Virunga National Park fallen ranger
Virunga National Park fallen ranger
Virunga National Park fallen ranger: On the 10th of October 2020, Virunga national park yet again received some bad news. A park ranger known as Bagurubumwe Chuhoze Deogene was announced dead after an attack that happened at the Congolais pour la Conservation de la Nature (ICCN) patrol post that is located at the borer of Sarambwe. Deogene was on the line of duty when this happened costing him his life. This attack basing on the word of a few local sources claims that the FDLR-RUD armed rebels group is to blame for this attack following the past raids and loots on the local community that stays around the patrol post. This rebel group had been traumatizing the people of the area a few moments before the attack.
The fallen ranger of Virunga Deogene was 47 years of age at the time of his untimely death while on service. He was the head of section and had been working with Congolais pour la Conservation de la Nature (ICCN) for 24 years since the year 1996. He left behind a family of 4 members that is a wife and 3 children.

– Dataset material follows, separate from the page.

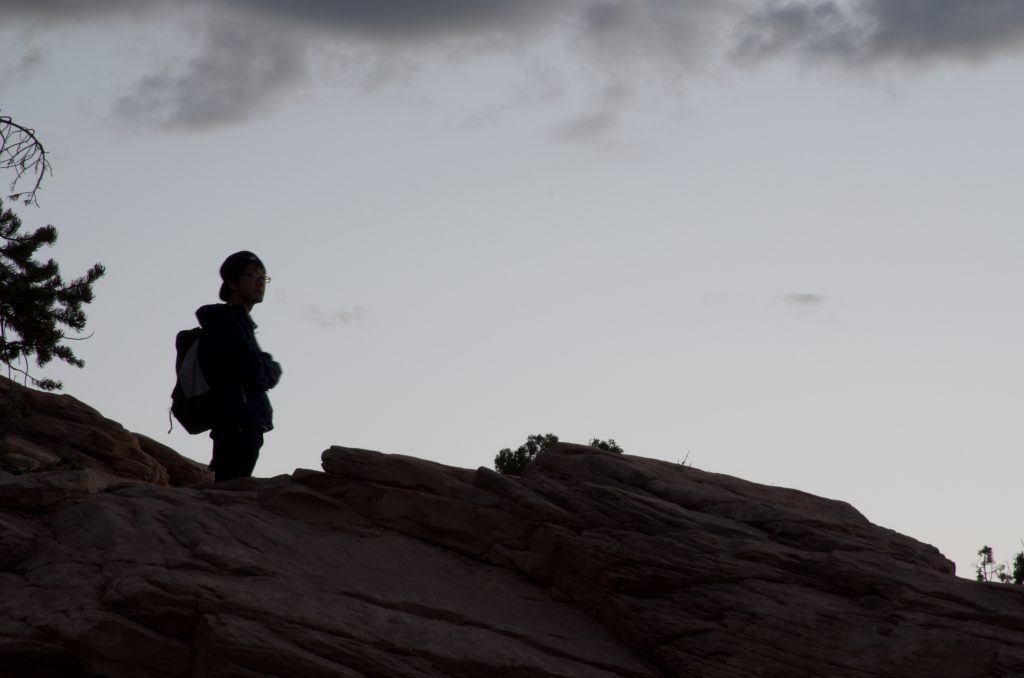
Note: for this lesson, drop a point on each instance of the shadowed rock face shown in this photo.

The Virunga national park has a fallen rangers fund that supports families that is the widow and the biological children of the victims of conflict who worked as rangers in the Virunga park Congo. The rangers of Virunga national park carry out a big role in the success of the park and this fund is one of the least things the park can do to give back to them. This Virunga fallen rangers fund was started in 2007 where the park saw need for it. Since the park was established in 1925, more than 200 ranger guides had lost their lives in the line of duty protecting Africa’s oldest national park as well as the people of the communities living around the park.
Ranger guides are the front line soldiers that ensure conservation is observed in the park, set out to catch the poachers, monitor and protect the mountain gorillas and all the life in the Virunga national park and also protect and provide information to the visitors who come to the park. They tirelessly and committedly work and are the reason the work on ground is successful. Before the Virunga ranger fund was introduced, the widows of the fallen rangers who were the bread winners struggled financially to make ends meet but after 2007, there was some relief as the Virunga national park set out to look for all the wives of the 200 plus dating up to those back in 1991 which was the year the regional conflict began.
The Virunga fund
The Virunga fund works in a way that in any case of a tragic loss of a Virunga ranger, a private fund is immediately set up for the widow starting with a collective effort from the community and all donations received toward the Virunga fund that time are given to the widow of the fallen ranger. Also for six months from the day of death, the widow will be given the ranger’s full salary then after the six months, the park will the widow a pension to help them adjust to the new situation.
The widow and biological children of the Virunga fallen ranger are also entitled to free medical care and schooling provided at the facilities of the Virunga national park. On top of the financial support given to the families, the Virunga national park of Congo make sure that the young widows are given opportunities to grow their personal skills from the work based training at the different departments at the park.
There are a few schemes at the park that the widows may engage in for example the park has an electrical engineering scheme that has already registered a graduate now working with the Virunga energies which supplies sustainably produced power to different points of the region. There is also a chocolate factory known as the Virunga origins chocolate factory that currently has four women training to be chocolatiers while two others are already equipped with the skills of marketing the end products of the chocolate factory. There is also a lady currently studying to be a pastry chef while two other ladies are eyeing to venture into the world of gastronomy so we can say the Virunga fund for fallen rangers has become a big success over the years.
The Virunga national park currently has over 689 male and female active rangers enforcing the conservation and protection of the park’s resources as well as the local communities serving all the four sectors of the Virunga national park that is the north, south, central and lake sector. The team currently on ground is the best as the all undergo scrutiny and extensive training before they are recruited to protect the park. All the rangers of the Virunga national park are picked out from the local Congolese towns and villages which is the major qualification to be a civil servant of the Congolese national park authority- ICCN.